I remember panicking. Telling him we needed to go to the emergency room. Now.

 

He was confused.

 

I was bleeding.

 

A lot.

 

He'd hurried for his truck, truly frightened. By the time we were on the highway, I was in little short of hysterics.

 
 
 

Mordon stirred in the bedroom, groggily wandered into the kitchen, and started to heat water for some brew. He came to where I was watching the sun rise over the sleepy canyon bottom with its stirring sheep and farmers. He slid his arm around my belly. “Morning, beautiful momma.”

 

He couldn't have struck me in a more sensitive place if he'd tried.

 

“Don't call me that.”

 

Mordon's arm tensed. I'd never used that tone on him.

 

I hated the belly touch. Almost as much as I hated that Anna liked to be held against the breast which had grown before the other one had a chance to match it. My fragile grasp on control splintered. “Let me go.”

 

He did.

 

I was aware that he watched as I switched Anna from one side to the other, causing a muffled murmur of complaint. Ultimately she didn't cry, just required some back strokes in compensation. She wasn't asleep but she was content.

 

Mordon approached, quietly but confidently. He laid a hand on my shoulder. I recoiled from the touch, wanting nothing more than to be left alone until I could lock down all the things Anna's presence had made me feel.

 

The injustice of the situation burned. I'd been so determined to care for the last one. I'd been willing to sacrifice everything for it, I'd been busy making plans for how the rest of my life would unfold in this new direction. When the last one had died within me, I'd adjusted again to being the mother of a dead child. One that no one else knew about, or would even consider a child to begin with. To the world, I was not a mother.

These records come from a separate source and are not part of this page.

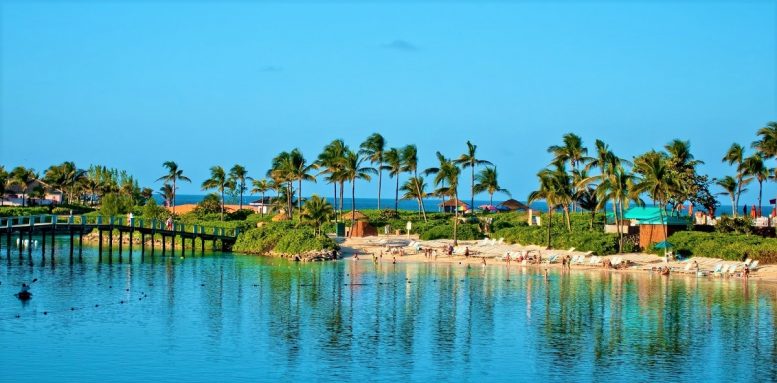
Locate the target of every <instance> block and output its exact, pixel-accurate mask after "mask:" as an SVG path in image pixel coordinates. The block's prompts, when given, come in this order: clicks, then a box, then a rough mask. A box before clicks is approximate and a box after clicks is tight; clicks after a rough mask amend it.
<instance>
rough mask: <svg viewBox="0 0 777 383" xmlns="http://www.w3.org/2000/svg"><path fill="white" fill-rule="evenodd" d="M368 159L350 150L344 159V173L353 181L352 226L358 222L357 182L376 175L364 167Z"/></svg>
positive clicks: (358, 153)
mask: <svg viewBox="0 0 777 383" xmlns="http://www.w3.org/2000/svg"><path fill="white" fill-rule="evenodd" d="M365 159H366V158H365V157H362V156H361V155H360V154H359V152H354V151H351V150H349V151H348V152H346V153H345V157H344V158H343V160H344V161H343V169H342V173H343V176H344V177H345V179H347V180H348V181H351V226H353V224H354V221H356V180H367V181H369V180H370V174H374V173H375V172H376V171H375V169H373V168H371V167H368V166H362V163H363V162H364V160H365Z"/></svg>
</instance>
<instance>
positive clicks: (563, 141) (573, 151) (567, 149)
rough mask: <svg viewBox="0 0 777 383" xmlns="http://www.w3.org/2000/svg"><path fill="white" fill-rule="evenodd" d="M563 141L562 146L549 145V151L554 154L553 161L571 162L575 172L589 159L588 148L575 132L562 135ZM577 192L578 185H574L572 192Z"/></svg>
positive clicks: (554, 162)
mask: <svg viewBox="0 0 777 383" xmlns="http://www.w3.org/2000/svg"><path fill="white" fill-rule="evenodd" d="M562 141H563V145H561V146H559V145H551V146H550V147H548V153H551V154H553V161H552V162H553V163H569V166H570V168H571V171H572V172H575V171H576V170H577V166H578V165H580V164H584V163H585V162H586V161H588V160H589V158H588V157H587V156H588V149H587V148H586V147H584V146H583V139H582V138H580V136H578V135H576V134H573V133H567V134H565V135H564V136H563V137H562ZM575 193H576V187H575V186H574V185H573V187H572V194H575ZM573 207H574V204H573ZM575 210H576V208H575Z"/></svg>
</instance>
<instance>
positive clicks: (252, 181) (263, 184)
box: [251, 178, 272, 217]
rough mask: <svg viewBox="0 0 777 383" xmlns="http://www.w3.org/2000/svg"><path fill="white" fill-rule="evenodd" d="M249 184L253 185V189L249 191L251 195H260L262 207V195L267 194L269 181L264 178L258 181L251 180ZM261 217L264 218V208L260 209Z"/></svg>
mask: <svg viewBox="0 0 777 383" xmlns="http://www.w3.org/2000/svg"><path fill="white" fill-rule="evenodd" d="M251 183H252V184H253V186H254V187H253V188H252V189H251V194H261V195H262V205H264V194H265V193H267V192H268V191H269V190H270V189H272V188H271V185H270V181H267V179H266V178H262V179H260V180H251ZM261 213H262V217H264V206H263V207H262V212H261Z"/></svg>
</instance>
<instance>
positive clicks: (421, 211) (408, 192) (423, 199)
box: [400, 177, 426, 215]
mask: <svg viewBox="0 0 777 383" xmlns="http://www.w3.org/2000/svg"><path fill="white" fill-rule="evenodd" d="M400 190H402V191H403V192H405V194H403V195H402V199H414V200H416V203H417V204H418V213H419V215H421V212H422V211H423V200H424V198H426V183H425V182H424V178H423V177H410V179H408V180H407V181H406V182H405V183H404V184H403V185H402V187H401V188H400Z"/></svg>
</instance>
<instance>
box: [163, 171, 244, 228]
mask: <svg viewBox="0 0 777 383" xmlns="http://www.w3.org/2000/svg"><path fill="white" fill-rule="evenodd" d="M230 187H232V181H231V180H230V179H229V178H228V177H227V173H226V172H225V171H224V168H222V167H221V166H213V167H211V168H210V178H208V179H207V180H205V181H204V182H203V183H202V190H211V189H216V190H218V192H219V193H220V194H221V220H222V221H223V220H224V190H226V189H228V188H230ZM173 198H175V197H173Z"/></svg>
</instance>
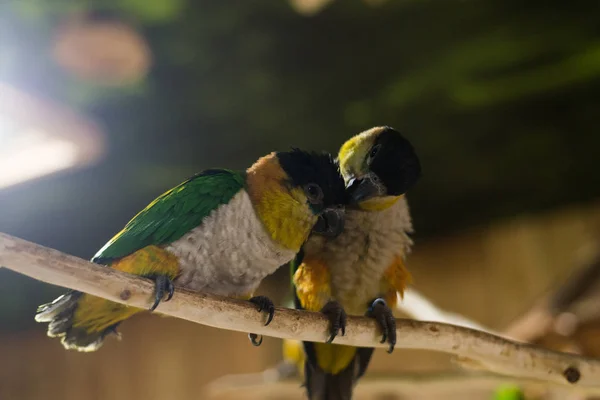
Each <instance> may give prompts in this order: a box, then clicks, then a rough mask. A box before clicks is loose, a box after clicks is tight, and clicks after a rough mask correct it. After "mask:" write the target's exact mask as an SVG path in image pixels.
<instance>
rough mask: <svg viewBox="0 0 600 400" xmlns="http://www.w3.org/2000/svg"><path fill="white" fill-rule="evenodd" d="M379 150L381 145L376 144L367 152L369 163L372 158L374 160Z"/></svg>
mask: <svg viewBox="0 0 600 400" xmlns="http://www.w3.org/2000/svg"><path fill="white" fill-rule="evenodd" d="M380 149H381V145H380V144H378V145H376V146H373V148H372V149H371V151H370V152H369V161H371V160H373V158H375V156H376V155H377V153H379V150H380Z"/></svg>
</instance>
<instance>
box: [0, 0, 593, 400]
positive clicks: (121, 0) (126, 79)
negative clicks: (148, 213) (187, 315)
mask: <svg viewBox="0 0 600 400" xmlns="http://www.w3.org/2000/svg"><path fill="white" fill-rule="evenodd" d="M599 17H600V3H598V2H597V1H591V0H590V1H570V2H567V1H528V2H523V1H521V0H485V1H483V0H479V1H475V0H445V1H431V0H430V1H424V0H402V1H401V0H397V1H392V0H389V1H385V0H361V1H359V0H344V1H341V0H337V1H335V0H289V1H284V0H280V1H245V2H244V1H236V2H224V1H214V0H213V1H207V0H194V1H192V0H152V1H144V0H110V1H108V0H85V1H84V0H53V1H43V0H5V1H2V2H0V231H2V232H5V233H8V234H12V235H15V236H18V237H21V238H24V239H27V240H30V241H33V242H36V243H39V244H42V245H45V246H49V247H52V248H55V249H58V250H61V251H64V252H66V253H70V254H73V255H77V256H80V257H83V258H89V257H90V256H92V255H93V254H94V253H95V251H96V250H97V249H98V248H100V247H101V246H102V245H103V244H104V243H105V242H106V241H107V239H109V238H110V237H111V236H112V235H113V234H114V233H116V232H117V231H118V230H120V229H121V227H122V226H123V225H124V224H125V223H126V222H127V221H128V220H129V219H130V218H131V217H132V216H133V215H134V214H135V213H136V212H137V211H139V210H140V209H141V208H143V207H144V206H145V205H147V204H148V203H149V202H150V201H151V200H152V199H154V198H155V197H156V196H157V195H159V194H160V193H162V192H163V191H165V190H167V189H169V188H171V187H172V186H174V185H176V184H178V183H179V182H181V181H182V180H184V179H185V178H187V177H188V176H190V175H192V174H193V173H194V172H196V171H199V170H202V169H205V168H208V167H227V168H245V167H247V166H248V165H250V164H251V163H252V162H253V161H254V160H255V159H256V158H258V157H259V156H261V155H263V154H266V153H268V152H270V151H273V150H285V149H288V148H289V147H290V146H298V147H304V148H310V149H324V150H328V151H331V152H336V151H337V148H338V147H339V145H340V144H341V143H342V142H343V141H345V140H346V139H347V138H349V137H350V136H351V135H353V134H355V133H358V132H360V131H362V130H364V129H367V128H370V127H372V126H375V125H390V126H393V127H395V128H397V129H399V130H400V131H402V132H404V133H405V135H406V136H407V137H408V138H409V139H410V140H411V141H412V142H413V143H414V145H415V147H416V148H417V151H418V153H419V155H420V157H421V162H422V165H423V167H424V174H423V177H422V180H421V181H420V182H419V184H418V185H417V187H416V188H415V189H414V190H413V191H412V192H411V193H410V194H409V201H410V204H411V208H412V211H413V218H414V224H415V228H416V233H415V241H416V246H415V249H414V253H413V254H412V256H411V258H409V262H408V265H409V268H410V269H411V271H412V272H413V275H414V277H415V288H416V289H417V290H419V291H420V292H421V293H422V294H424V295H426V296H427V297H428V298H430V299H431V300H433V301H434V302H435V303H436V304H438V305H439V306H441V307H443V308H444V309H446V310H451V311H453V312H457V313H460V314H462V315H464V316H466V317H469V318H471V319H474V320H476V321H478V322H480V323H481V324H484V325H485V326H488V327H490V328H492V329H495V330H498V331H503V332H510V333H511V334H512V335H513V337H518V338H521V339H523V340H528V341H533V342H537V343H541V344H542V345H544V346H547V347H550V348H555V349H558V350H565V351H574V352H579V353H583V354H587V355H592V356H594V355H596V356H600V340H599V339H597V338H598V337H600V336H598V334H600V313H599V312H598V311H597V310H596V307H595V305H596V304H598V299H599V298H600V297H597V295H598V293H600V289H596V287H595V286H594V284H595V283H596V281H597V280H598V279H599V278H598V276H600V272H599V271H600V267H599V266H598V263H597V262H596V261H597V259H596V245H597V244H598V243H599V242H598V240H599V237H600V173H599V172H598V167H597V160H598V154H599V153H598V147H599V146H600V135H598V125H597V121H598V115H600V114H599V113H600V95H599V94H598V93H599V90H600V25H599V24H598V21H599V19H598V18H599ZM287 279H288V278H287V276H286V268H283V269H282V271H280V272H278V273H277V274H275V275H274V276H272V277H270V278H269V279H267V281H265V283H264V285H263V288H262V289H261V291H262V292H263V293H266V294H269V295H271V296H273V298H274V299H276V300H278V301H280V302H281V301H283V298H284V296H285V294H286V288H285V285H286V284H287ZM61 292H62V289H60V288H56V287H50V286H48V285H44V284H41V283H39V282H36V281H33V280H30V279H28V278H25V277H22V276H19V275H17V274H15V273H12V272H10V271H7V270H3V269H0V359H1V360H2V362H0V399H2V400H13V399H15V400H21V399H23V400H25V399H44V400H52V399H61V400H70V399H98V400H104V399H111V400H112V399H142V398H143V399H158V398H162V399H164V398H167V399H170V398H172V399H200V398H208V396H209V395H208V394H206V393H204V392H203V390H204V387H205V385H206V384H207V383H208V382H210V381H211V380H213V379H215V378H218V377H220V376H222V375H224V374H231V373H247V372H257V371H261V370H263V369H265V368H267V367H269V366H271V365H274V364H276V363H277V362H278V360H280V359H281V342H280V341H279V340H276V339H270V338H266V339H265V341H264V343H263V345H262V347H261V348H260V349H257V348H254V347H252V346H250V344H249V343H248V341H247V339H246V335H245V334H242V333H234V332H229V331H221V330H216V329H212V328H207V327H203V326H199V325H195V324H192V323H188V322H185V321H182V320H175V319H165V318H158V317H156V316H149V315H144V316H139V317H136V318H135V319H133V320H131V321H128V322H127V323H126V324H124V325H123V328H122V333H123V340H122V341H121V342H117V341H116V340H109V341H108V342H107V343H106V344H105V346H104V347H103V348H102V349H101V350H100V351H99V352H97V353H94V354H78V353H74V352H67V351H64V350H63V349H62V347H61V345H60V344H59V342H58V341H57V340H51V339H49V338H47V337H46V336H45V328H46V327H45V326H42V325H38V324H35V323H34V321H33V314H34V311H35V308H36V306H37V305H38V304H40V303H43V302H46V301H49V300H51V299H53V298H54V296H56V295H58V294H60V293H61ZM595 296H596V297H595ZM399 340H400V341H401V340H402V339H401V337H400V338H399ZM452 371H456V368H455V367H454V366H453V364H452V363H451V362H450V359H449V357H448V356H446V355H443V354H434V353H429V352H424V351H423V352H422V351H403V350H400V349H399V350H397V351H396V352H395V353H394V354H393V355H391V356H389V355H387V354H385V353H384V352H381V353H380V352H379V351H378V352H377V353H376V356H375V359H374V362H373V365H372V368H371V370H370V373H369V375H370V376H373V377H376V376H392V377H402V376H412V375H411V374H425V376H435V375H436V374H442V375H443V374H445V373H448V372H452ZM294 384H295V385H296V386H295V387H296V388H297V390H296V391H295V392H292V393H291V394H288V395H284V394H282V393H279V394H278V393H277V391H271V392H270V393H268V395H267V394H263V395H262V396H263V397H262V398H272V399H276V398H277V399H280V398H281V399H284V398H298V399H299V398H302V390H301V389H300V387H299V381H298V382H296V383H294ZM494 385H496V384H495V383H494ZM488 386H489V385H488ZM492 386H493V385H492ZM428 387H429V386H427V385H423V386H422V388H421V389H419V391H417V392H415V393H412V394H411V395H408V394H406V393H404V394H402V393H400V392H399V393H396V392H393V391H392V392H389V393H384V394H381V396H378V397H372V398H378V399H404V398H451V394H447V395H446V394H445V395H444V396H445V397H440V396H441V395H439V393H438V394H437V395H433V394H428V393H429V392H427V390H429V389H427V388H428ZM494 387H495V386H494ZM470 389H472V390H473V393H471V394H470V395H469V396H470V397H469V398H482V399H487V398H491V397H490V396H491V395H492V394H491V393H492V389H493V388H490V387H487V386H486V387H485V388H483V389H482V388H479V387H477V388H476V387H475V386H473V388H470V387H469V384H462V385H460V387H454V388H453V389H452V393H453V394H454V395H456V396H458V397H456V398H461V399H462V398H466V397H465V396H466V393H467V392H465V391H467V390H470ZM536 390H537V391H534V392H532V393H530V394H529V395H528V396H529V397H528V398H550V397H548V396H551V395H552V394H551V393H548V392H547V391H545V389H544V388H542V389H540V388H538V389H536ZM251 391H252V390H251V389H248V390H247V391H246V392H245V396H244V395H240V394H239V393H238V394H237V395H236V396H235V398H250V394H251ZM475 392H477V393H475ZM361 396H363V397H360V398H365V399H366V398H371V397H366V396H368V393H363V394H361ZM419 396H421V397H419ZM428 396H429V397H428ZM544 396H545V397H544ZM561 396H562V395H561ZM219 398H223V399H225V398H234V397H227V395H226V394H221V397H219ZM560 398H565V397H560Z"/></svg>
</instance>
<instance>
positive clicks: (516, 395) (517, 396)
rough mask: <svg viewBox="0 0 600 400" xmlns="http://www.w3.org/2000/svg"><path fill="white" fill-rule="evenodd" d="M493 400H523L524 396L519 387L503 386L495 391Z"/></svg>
mask: <svg viewBox="0 0 600 400" xmlns="http://www.w3.org/2000/svg"><path fill="white" fill-rule="evenodd" d="M493 400H525V395H524V394H523V391H522V390H521V388H520V387H519V386H516V385H504V386H501V387H499V388H498V389H497V390H496V392H495V393H494V397H493Z"/></svg>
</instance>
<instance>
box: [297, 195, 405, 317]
mask: <svg viewBox="0 0 600 400" xmlns="http://www.w3.org/2000/svg"><path fill="white" fill-rule="evenodd" d="M410 232H412V223H411V219H410V212H409V209H408V204H407V202H406V200H405V198H402V199H399V200H398V201H397V202H396V203H395V204H394V205H393V206H391V207H389V208H388V209H386V210H383V211H360V210H350V209H347V210H346V224H345V227H344V232H343V233H342V234H341V235H340V236H338V237H337V238H335V239H323V238H319V237H318V236H313V237H312V238H311V239H309V241H308V243H307V245H306V247H305V251H306V253H307V254H308V253H312V254H318V258H319V259H321V260H322V261H323V262H324V263H325V265H327V267H328V269H329V272H330V274H331V295H332V297H333V299H335V300H337V301H339V302H340V303H341V304H342V305H343V307H344V308H345V310H346V312H348V313H349V314H354V315H358V314H360V315H362V314H364V313H365V311H366V305H368V304H369V302H370V301H372V300H374V299H375V298H376V297H377V296H379V295H381V279H382V277H383V274H384V272H385V271H386V270H387V269H388V268H389V267H390V265H391V264H392V262H393V261H394V259H395V258H396V257H398V256H402V257H404V256H405V255H406V254H407V253H408V252H409V251H410V246H411V245H412V240H411V239H410V237H409V236H408V234H409V233H410Z"/></svg>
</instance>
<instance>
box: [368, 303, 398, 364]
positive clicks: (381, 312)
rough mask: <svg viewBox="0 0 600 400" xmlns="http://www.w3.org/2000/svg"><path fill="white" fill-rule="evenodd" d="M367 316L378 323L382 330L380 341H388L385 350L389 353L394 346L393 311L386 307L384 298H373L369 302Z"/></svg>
mask: <svg viewBox="0 0 600 400" xmlns="http://www.w3.org/2000/svg"><path fill="white" fill-rule="evenodd" d="M367 316H368V317H371V318H374V319H375V320H376V321H377V323H378V324H379V327H380V328H381V331H382V332H383V338H382V339H381V342H380V343H385V342H388V343H389V345H390V346H389V348H388V351H387V352H388V353H390V354H391V353H392V352H393V351H394V347H395V346H396V318H394V313H393V312H392V310H391V309H390V308H389V307H388V305H387V304H386V302H385V300H383V299H375V301H373V303H371V307H370V308H369V311H368V312H367Z"/></svg>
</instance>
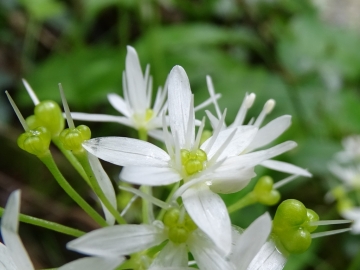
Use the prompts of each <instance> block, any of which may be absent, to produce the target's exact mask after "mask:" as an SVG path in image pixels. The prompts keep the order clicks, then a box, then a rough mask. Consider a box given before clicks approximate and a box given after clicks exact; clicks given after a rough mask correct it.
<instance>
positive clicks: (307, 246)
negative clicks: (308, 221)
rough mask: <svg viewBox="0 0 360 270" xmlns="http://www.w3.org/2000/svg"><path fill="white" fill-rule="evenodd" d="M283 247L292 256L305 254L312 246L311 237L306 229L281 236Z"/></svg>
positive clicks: (291, 230)
mask: <svg viewBox="0 0 360 270" xmlns="http://www.w3.org/2000/svg"><path fill="white" fill-rule="evenodd" d="M279 239H280V241H281V244H282V246H283V247H284V248H285V250H286V251H287V252H289V253H290V254H299V253H303V252H305V251H306V250H307V249H308V248H309V247H310V245H311V235H310V233H309V232H308V231H307V230H305V229H301V228H299V229H295V230H291V231H288V232H286V233H284V234H282V235H280V236H279Z"/></svg>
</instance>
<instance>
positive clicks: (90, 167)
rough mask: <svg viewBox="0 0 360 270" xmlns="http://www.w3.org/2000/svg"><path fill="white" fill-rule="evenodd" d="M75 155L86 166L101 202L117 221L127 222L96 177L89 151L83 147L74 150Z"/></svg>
mask: <svg viewBox="0 0 360 270" xmlns="http://www.w3.org/2000/svg"><path fill="white" fill-rule="evenodd" d="M74 155H75V156H76V158H77V159H78V161H79V162H80V164H81V165H82V167H83V168H84V170H85V172H86V174H87V176H88V179H89V181H90V185H91V187H92V189H93V190H94V192H95V194H96V195H97V196H98V197H99V199H100V200H101V202H102V203H103V204H104V205H105V207H106V208H107V209H108V210H109V212H110V213H111V214H112V215H113V216H114V217H115V219H116V221H117V222H118V223H119V224H126V221H125V219H124V218H123V217H122V216H120V213H119V212H118V211H117V210H116V209H115V208H114V206H113V205H112V204H111V203H110V202H109V200H108V199H107V197H106V196H105V194H104V192H103V190H102V189H101V187H100V185H99V183H98V181H97V180H96V177H95V175H94V172H93V170H92V168H91V165H90V163H89V160H88V157H87V152H86V151H85V150H84V149H82V150H81V151H76V152H74Z"/></svg>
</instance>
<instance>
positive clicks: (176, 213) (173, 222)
mask: <svg viewBox="0 0 360 270" xmlns="http://www.w3.org/2000/svg"><path fill="white" fill-rule="evenodd" d="M179 215H180V210H179V209H177V208H171V209H169V210H168V211H166V213H165V215H164V218H163V222H164V224H165V225H166V226H167V227H173V226H176V224H177V222H178V220H179Z"/></svg>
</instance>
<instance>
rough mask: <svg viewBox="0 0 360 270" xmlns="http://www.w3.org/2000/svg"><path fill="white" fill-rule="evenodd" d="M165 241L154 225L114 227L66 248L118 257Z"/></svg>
mask: <svg viewBox="0 0 360 270" xmlns="http://www.w3.org/2000/svg"><path fill="white" fill-rule="evenodd" d="M165 239H166V236H165V235H164V232H163V229H161V228H159V227H157V226H154V225H114V226H111V227H105V228H101V229H98V230H95V231H92V232H89V233H87V234H85V235H84V236H81V237H79V238H77V239H75V240H73V241H71V242H69V243H68V244H67V248H68V249H71V250H74V251H77V252H81V253H83V254H87V255H93V256H102V257H119V256H120V255H126V254H132V253H135V252H139V251H141V250H144V249H147V248H150V247H152V246H155V245H158V244H160V243H161V242H162V241H164V240H165Z"/></svg>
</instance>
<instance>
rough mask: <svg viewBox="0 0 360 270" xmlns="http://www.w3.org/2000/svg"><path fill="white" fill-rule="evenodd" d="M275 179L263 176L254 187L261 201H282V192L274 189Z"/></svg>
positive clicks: (266, 202) (257, 199) (259, 200)
mask: <svg viewBox="0 0 360 270" xmlns="http://www.w3.org/2000/svg"><path fill="white" fill-rule="evenodd" d="M273 185H274V181H273V179H272V178H271V177H270V176H263V177H261V178H260V179H259V181H258V182H257V183H256V185H255V187H254V191H253V192H254V195H255V196H256V199H257V201H258V202H259V203H262V204H265V205H274V204H277V203H278V202H279V201H280V198H281V195H280V192H279V191H277V190H275V189H273Z"/></svg>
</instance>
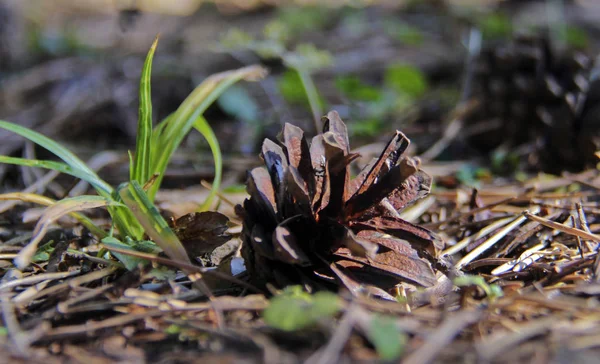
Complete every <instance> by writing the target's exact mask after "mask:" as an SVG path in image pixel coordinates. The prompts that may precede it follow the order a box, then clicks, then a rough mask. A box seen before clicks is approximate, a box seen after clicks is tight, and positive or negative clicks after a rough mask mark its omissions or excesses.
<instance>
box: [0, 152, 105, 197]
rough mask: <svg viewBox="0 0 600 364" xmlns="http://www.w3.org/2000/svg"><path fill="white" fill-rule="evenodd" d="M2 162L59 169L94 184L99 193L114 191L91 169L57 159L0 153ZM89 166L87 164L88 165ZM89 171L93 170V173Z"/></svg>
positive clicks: (74, 176) (101, 194) (104, 195)
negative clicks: (54, 159)
mask: <svg viewBox="0 0 600 364" xmlns="http://www.w3.org/2000/svg"><path fill="white" fill-rule="evenodd" d="M0 163H6V164H16V165H20V166H26V167H34V168H45V169H52V170H55V171H59V172H61V173H65V174H68V175H71V176H73V177H77V178H79V179H82V180H84V181H86V182H88V183H89V184H91V185H92V186H94V188H95V189H96V190H97V191H98V193H99V194H101V195H103V196H104V197H107V196H110V194H111V192H112V187H111V186H110V185H109V184H107V183H106V182H104V181H103V180H101V179H100V177H98V175H96V174H95V173H93V172H92V171H91V170H90V169H87V170H83V171H82V170H80V169H79V168H74V167H72V166H69V165H67V164H66V163H61V162H55V161H45V160H37V159H24V158H16V157H7V156H4V155H0ZM86 168H87V166H86ZM89 172H92V173H91V174H90V173H89Z"/></svg>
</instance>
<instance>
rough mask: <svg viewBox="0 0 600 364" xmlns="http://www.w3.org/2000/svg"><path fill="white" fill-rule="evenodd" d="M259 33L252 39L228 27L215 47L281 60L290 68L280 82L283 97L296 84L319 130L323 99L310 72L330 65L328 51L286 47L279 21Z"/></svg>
mask: <svg viewBox="0 0 600 364" xmlns="http://www.w3.org/2000/svg"><path fill="white" fill-rule="evenodd" d="M263 35H264V37H263V39H254V38H252V37H251V36H249V35H248V34H247V33H245V32H243V31H241V30H239V29H232V30H230V31H229V32H228V33H227V34H226V35H225V36H224V37H223V38H222V39H221V41H220V43H219V47H218V49H219V50H221V51H225V52H239V51H250V52H254V53H255V54H256V55H258V56H259V57H260V58H262V59H281V60H282V61H283V63H284V64H285V65H286V66H287V67H289V68H290V70H292V73H289V72H288V73H286V74H285V75H287V76H286V77H287V78H284V79H283V82H282V83H280V87H282V88H284V89H283V90H282V91H283V94H284V96H288V95H290V94H292V93H290V92H286V91H289V90H292V89H299V88H297V87H296V85H298V84H299V85H301V89H302V90H303V91H304V97H306V100H307V101H308V104H309V106H310V109H311V111H312V114H313V119H314V122H315V128H316V130H317V131H320V130H321V125H320V122H321V121H320V120H321V115H322V114H323V102H322V101H321V98H320V96H319V93H318V91H317V88H316V87H315V83H314V81H313V79H312V77H311V74H312V73H314V72H315V71H316V70H318V69H321V68H324V67H327V66H329V65H331V64H332V63H333V57H332V56H331V54H330V53H329V52H327V51H324V50H320V49H317V48H316V47H315V46H314V45H312V44H298V45H297V46H296V47H295V49H294V50H288V49H287V43H288V42H289V39H290V29H289V27H288V26H286V25H284V23H282V22H280V21H273V22H271V23H269V24H267V25H266V26H265V28H264V30H263ZM294 73H295V74H294ZM296 79H297V80H298V81H299V82H293V84H292V83H291V82H292V81H296ZM301 97H302V96H298V92H296V91H294V92H293V98H294V99H293V100H292V101H298V99H300V98H301Z"/></svg>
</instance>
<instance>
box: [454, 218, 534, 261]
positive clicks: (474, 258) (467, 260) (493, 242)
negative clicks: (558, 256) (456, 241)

I'd never had a child. The doctors themselves barely considered me pregnant, and reminded me that
at least I wasn't far along
.

 

So I'd taken on that stance, too. Decided that if no one else thought it had really happened, there was no reason for me to be plagued with the knowledge, too.

 

Mordon may tease and it may be fun, but now that I was faced with the reality of the situation, I felt disgusting. As if he were withholding out of a secret thought that I wasn't enough the way Sam had withheld after the
incident
.

 

Also threatening was that Mordon held the ability to take Anna away if we were to break up. Any court would pass the child off to the person with financial stability and a solid family life.

 

I felt so ruined and so used, like I hadn't accomplished anything over the years. Failure to fly the nest. Another person who'd died due to me.

 

“Fera, what is wrong?”

 

I didn't want to look at him. Not even when he put one hand on each shoulder and rotated me to face him. Stiffly, I turned my head and blinked hard.

 

The sun was peering over the lip of the canyon now, too bright to continue staring at. I gazed at the frame holding the big windows in instead, and was reminded of that fateful night when I'd let Railey into my bedroom. My lip quivered.

 

Mordon said, “I can wait a very long time, and your arms are going to get tired sooner or later.”

 

I realized he wasn't going to go away. Not until I said something. I cleared my throat. “I really don't want to talk about it.”

 

“I know. I have not seen an emotional shutdown like this from you before.”